SeekSpider: A Scrapy Project for Job Scraping

Introduction

SeekSpider is a comprehensive job market analysis tool built with Scrapy. It not only extracts job listings from seek.com.au but also performs advanced analysis of job descriptions, salaries, and technology stacks. The system uses a modular architecture with dedicated components for web scraping, data processing, and AI-powered analysis.

Key capabilities include:

Automated data collection from SEEK's job listings
AI-powered analysis of job descriptions and requirements
Salary standardization and analysis
Technology stack trend analysis
Real-time job market statistics

Features

Core Architecture:

Modular architecture with clear separation of concerns
Core components for database, logging, and AI integration
Centralized configuration management
Robust error handling and logging

Data Collection:

Scrapy framework for efficient web crawling
Selenium-based authentication system
Smart pagination with category management
BeautifulSoup integration for detailed parsing

Data Processing:

PostgreSQL database with JSONB support
Transaction management and data integrity
Job status tracking and updates
Batch processing capabilities

AI Integration:

AI-powered tech stack analysis
Salary standardization
Technology trend analysis
Configurable AI parameters

Monitoring and Management:

Detailed logging system
Performance monitoring
Rate limiting compliance
Automatic error recovery

Getting Started

Prerequisites

Ensure you have the following installed on your system:

Python 3.9 or above
pip (Python package installer)
PostgreSQL server (for database storage)
Chrome/Chromium browser (for Selenium)
ChromeDriver (for Selenium WebDriver)
Git (for version control)

Installation

Clone the repository to your local machine.
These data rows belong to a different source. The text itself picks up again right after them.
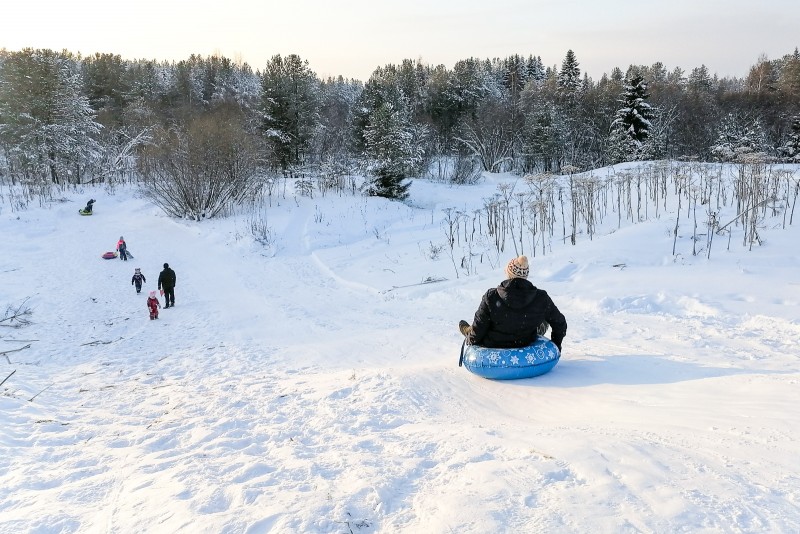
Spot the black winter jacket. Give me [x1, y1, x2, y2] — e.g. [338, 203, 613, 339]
[158, 267, 175, 289]
[467, 278, 567, 350]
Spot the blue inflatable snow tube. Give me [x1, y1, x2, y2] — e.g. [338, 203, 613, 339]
[462, 336, 561, 380]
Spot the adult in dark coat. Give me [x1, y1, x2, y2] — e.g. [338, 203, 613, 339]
[158, 263, 175, 308]
[459, 256, 567, 351]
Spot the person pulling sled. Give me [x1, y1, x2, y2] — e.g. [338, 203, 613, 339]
[131, 267, 147, 293]
[147, 291, 161, 321]
[117, 236, 128, 261]
[78, 198, 95, 215]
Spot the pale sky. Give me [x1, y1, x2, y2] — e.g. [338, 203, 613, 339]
[0, 0, 800, 80]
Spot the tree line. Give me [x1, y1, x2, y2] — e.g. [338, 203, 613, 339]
[0, 49, 800, 213]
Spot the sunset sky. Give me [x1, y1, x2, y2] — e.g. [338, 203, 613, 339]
[0, 0, 800, 80]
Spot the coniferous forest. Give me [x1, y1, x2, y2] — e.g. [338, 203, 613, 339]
[0, 49, 800, 214]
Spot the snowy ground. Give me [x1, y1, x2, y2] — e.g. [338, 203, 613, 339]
[0, 170, 800, 534]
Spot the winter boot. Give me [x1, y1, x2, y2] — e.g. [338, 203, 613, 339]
[458, 320, 472, 337]
[536, 321, 550, 336]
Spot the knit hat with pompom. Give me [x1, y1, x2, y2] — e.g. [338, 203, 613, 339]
[506, 256, 530, 278]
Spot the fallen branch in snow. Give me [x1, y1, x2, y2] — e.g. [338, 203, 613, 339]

git clone https://github.com/your-username/SeekSpider.git
cd SeekSpider

Navigate to the project directory in your terminal. Install the required Python packages listed in requirements.txt. You may use pip to install them:

pip install -r requirements.txt

Install ChromeDriver:

For Ubuntu/Debian:

sudo apt-get update
sudo apt-get install chromium-chromedriver

For macOS:

brew install chromedriver

For Windows, download from the official ChromeDriver website.
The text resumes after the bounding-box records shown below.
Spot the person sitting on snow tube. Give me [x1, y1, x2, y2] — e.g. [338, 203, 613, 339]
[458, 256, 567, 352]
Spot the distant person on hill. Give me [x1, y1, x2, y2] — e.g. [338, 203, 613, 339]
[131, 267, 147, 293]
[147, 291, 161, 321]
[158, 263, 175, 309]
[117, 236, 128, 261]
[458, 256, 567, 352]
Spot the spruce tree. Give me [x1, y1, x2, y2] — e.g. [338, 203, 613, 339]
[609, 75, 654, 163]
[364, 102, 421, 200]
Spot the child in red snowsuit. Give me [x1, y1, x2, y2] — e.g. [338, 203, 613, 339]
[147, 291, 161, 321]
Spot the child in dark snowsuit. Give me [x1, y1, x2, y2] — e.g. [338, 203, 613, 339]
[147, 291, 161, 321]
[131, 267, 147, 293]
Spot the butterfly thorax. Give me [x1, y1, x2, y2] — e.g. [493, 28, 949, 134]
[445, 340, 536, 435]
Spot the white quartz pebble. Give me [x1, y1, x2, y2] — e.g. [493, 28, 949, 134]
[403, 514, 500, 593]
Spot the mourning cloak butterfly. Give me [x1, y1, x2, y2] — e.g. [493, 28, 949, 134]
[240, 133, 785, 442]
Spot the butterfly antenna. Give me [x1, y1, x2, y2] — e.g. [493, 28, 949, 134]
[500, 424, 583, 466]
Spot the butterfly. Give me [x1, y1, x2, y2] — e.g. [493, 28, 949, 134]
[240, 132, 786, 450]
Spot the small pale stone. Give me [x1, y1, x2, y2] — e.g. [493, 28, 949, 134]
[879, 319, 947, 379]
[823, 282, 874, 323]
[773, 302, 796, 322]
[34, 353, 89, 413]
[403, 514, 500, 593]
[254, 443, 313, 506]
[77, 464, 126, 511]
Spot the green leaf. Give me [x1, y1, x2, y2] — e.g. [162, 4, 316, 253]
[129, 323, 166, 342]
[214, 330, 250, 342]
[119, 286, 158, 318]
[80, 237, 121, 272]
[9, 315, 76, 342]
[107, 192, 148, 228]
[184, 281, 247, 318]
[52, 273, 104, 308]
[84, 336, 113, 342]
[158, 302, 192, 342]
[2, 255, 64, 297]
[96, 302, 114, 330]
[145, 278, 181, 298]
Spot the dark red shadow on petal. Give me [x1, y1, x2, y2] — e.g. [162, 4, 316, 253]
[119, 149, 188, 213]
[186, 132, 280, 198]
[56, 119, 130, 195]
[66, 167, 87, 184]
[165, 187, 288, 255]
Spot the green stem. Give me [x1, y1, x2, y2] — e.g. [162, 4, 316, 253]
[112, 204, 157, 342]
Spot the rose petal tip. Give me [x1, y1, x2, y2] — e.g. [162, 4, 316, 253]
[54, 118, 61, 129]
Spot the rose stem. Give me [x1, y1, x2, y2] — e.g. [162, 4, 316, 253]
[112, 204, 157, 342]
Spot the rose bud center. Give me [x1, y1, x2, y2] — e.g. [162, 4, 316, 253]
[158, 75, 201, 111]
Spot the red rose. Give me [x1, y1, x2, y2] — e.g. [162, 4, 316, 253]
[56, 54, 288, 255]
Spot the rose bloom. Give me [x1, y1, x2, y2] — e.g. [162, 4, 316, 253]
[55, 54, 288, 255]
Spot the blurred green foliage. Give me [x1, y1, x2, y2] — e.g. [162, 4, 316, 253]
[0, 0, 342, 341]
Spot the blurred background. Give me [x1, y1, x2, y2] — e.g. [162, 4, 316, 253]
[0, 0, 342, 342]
Create a .env file in the project root:

POSTGRESQL_HOST=your_host
POSTGRESQL_PORT=5432
POSTGRESQL_USER=your_user
POSTGRESQL_PASSWORD=your_password
POSTGRESQL_DATABASE=your_database
POSTGRESQL_TABLE=your_table

SEEK_USERNAME=your_seek_email
SEEK_PASSWORD=your_seek_password
AI_API_KEY=your_api_key
AI_API_URL=your_api_url
AI_MODEL=your_model_name

Be sure to have PostgreSQL installed and running on your local machine or remote server with the required database and table schema set up. Configure your database settings in settings_local.py to point to your PostgreSQL instance.

Setup

Database Configuration:
- Create your PostgreSQL database and user with appropriate privileges.
- Define your database connection settings in .env file.
Parameters Configuration:
- Customize search parameters in the search_params dictionary of the SeekSpider class for targeted scraping.

Execution

You can run the spider in two ways:

Using the main script:

python main.py

Using scrapy directly:

scrapy crawl seek

Upon execution, the spider will start to navigate through the job listings on SEEK and insert each job's data into the database using the pipeline.
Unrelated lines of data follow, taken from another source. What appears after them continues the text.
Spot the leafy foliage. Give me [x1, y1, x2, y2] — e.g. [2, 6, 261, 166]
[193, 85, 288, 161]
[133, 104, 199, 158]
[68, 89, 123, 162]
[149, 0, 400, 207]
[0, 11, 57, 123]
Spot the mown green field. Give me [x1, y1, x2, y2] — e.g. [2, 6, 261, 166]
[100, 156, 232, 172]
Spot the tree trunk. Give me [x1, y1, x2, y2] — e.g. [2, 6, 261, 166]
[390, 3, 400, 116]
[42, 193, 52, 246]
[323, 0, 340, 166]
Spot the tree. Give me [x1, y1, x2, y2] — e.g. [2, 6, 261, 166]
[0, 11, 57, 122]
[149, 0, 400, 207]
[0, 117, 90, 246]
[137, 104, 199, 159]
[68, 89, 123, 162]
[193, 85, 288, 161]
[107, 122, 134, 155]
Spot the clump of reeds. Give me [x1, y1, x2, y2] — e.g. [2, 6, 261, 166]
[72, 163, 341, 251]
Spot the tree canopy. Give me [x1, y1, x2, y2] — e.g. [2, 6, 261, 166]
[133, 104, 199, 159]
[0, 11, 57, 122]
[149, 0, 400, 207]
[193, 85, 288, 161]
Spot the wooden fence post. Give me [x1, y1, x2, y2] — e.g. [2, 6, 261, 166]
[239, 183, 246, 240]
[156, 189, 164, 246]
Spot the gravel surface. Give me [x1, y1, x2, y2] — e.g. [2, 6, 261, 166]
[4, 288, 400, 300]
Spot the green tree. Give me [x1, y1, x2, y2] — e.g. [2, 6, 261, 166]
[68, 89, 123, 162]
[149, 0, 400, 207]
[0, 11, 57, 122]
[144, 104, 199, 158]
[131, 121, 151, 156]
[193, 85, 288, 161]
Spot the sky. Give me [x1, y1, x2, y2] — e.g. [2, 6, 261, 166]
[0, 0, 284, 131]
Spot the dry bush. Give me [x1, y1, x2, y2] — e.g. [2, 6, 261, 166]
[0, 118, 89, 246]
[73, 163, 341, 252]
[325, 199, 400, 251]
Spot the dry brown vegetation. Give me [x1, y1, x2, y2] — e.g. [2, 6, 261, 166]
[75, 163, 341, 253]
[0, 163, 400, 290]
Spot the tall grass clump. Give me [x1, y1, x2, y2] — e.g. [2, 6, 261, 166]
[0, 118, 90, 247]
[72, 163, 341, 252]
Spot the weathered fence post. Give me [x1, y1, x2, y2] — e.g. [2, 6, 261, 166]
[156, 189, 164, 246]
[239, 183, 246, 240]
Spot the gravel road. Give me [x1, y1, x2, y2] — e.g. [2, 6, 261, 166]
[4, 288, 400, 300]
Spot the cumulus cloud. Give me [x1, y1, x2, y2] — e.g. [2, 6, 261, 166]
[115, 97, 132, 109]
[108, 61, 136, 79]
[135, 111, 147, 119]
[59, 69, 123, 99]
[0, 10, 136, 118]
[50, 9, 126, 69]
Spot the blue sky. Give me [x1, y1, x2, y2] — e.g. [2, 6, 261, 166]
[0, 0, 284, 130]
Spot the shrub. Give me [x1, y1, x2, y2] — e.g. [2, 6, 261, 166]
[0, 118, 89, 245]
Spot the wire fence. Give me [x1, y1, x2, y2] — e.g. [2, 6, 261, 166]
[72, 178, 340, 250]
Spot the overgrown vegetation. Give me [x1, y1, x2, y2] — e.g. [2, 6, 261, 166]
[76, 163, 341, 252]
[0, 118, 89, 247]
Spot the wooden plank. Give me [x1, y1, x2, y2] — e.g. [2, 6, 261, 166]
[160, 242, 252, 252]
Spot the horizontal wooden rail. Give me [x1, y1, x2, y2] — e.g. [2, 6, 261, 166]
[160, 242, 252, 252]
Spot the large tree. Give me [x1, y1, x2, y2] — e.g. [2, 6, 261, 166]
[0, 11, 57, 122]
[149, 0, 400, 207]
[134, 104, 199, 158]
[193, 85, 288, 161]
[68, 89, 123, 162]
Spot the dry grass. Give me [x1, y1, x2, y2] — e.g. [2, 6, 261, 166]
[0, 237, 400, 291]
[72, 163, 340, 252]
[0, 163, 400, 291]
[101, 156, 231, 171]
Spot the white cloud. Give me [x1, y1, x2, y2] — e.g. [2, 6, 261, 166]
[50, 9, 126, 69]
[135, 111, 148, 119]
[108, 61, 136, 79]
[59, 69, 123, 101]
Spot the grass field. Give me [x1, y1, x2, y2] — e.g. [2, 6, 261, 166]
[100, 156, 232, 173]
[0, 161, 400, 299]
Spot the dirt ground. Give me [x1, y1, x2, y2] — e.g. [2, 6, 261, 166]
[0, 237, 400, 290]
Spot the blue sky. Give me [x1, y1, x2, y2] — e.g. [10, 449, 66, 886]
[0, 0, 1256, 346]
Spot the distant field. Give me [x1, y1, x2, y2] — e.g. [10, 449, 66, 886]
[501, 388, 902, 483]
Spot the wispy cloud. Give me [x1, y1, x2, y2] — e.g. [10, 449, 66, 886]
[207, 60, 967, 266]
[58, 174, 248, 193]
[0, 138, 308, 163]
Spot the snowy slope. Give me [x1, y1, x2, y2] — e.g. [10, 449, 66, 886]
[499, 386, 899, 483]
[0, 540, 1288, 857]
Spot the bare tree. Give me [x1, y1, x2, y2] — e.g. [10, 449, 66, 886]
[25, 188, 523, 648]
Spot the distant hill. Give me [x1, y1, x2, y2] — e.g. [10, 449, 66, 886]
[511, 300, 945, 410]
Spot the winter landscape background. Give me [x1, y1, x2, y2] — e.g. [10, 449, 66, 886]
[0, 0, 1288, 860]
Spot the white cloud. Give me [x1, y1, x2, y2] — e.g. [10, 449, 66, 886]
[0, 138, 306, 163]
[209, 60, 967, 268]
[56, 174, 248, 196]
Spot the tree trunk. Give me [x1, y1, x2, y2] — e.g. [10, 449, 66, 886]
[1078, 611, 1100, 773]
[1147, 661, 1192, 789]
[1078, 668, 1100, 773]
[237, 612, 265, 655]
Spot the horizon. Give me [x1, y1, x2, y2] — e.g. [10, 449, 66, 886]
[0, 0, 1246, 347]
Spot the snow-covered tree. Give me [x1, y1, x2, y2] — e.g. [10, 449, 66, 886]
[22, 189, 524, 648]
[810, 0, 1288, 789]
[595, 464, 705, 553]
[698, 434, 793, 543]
Note: I'm not trying to be lazy, but you can just simply run main.py instead : )

Web API Parameters Explanation

The spider makes use of the Seek Job Search API with several query parameters to tailor the search results according to specific needs. Below is a detailed explanation of these parameters used in the spider's query string:

search_params = {
    'siteKey': 'AU-Main',  # Identifies the main SEEK Australia site
    'sourcesystem': 'houston',  # SEEK's internal system identifier
    'where': 'All Perth WA',  # Location filter
    'page': 1,  # Current page number
    'seekSelectAllPages': 'true',  # Enable full page access
    'classification': '6281',  # IT jobs classification
    'subclassification': '',  # Specific IT category
    'include': 'seodata',  # Include SEO metadata
    'locale': 'en-AU',  # Australian English locale
}

Key API features:

Systematic category traversal using subclassifications
Automatic pagination handling
Location-based filtering
SEO data inclusion
Locale support

Note: Seek has a 26-page limit for job listings, which means you won't go further than 26 pages of results. To overcome this limitation, the job is broken into smaller pieces using subclasses.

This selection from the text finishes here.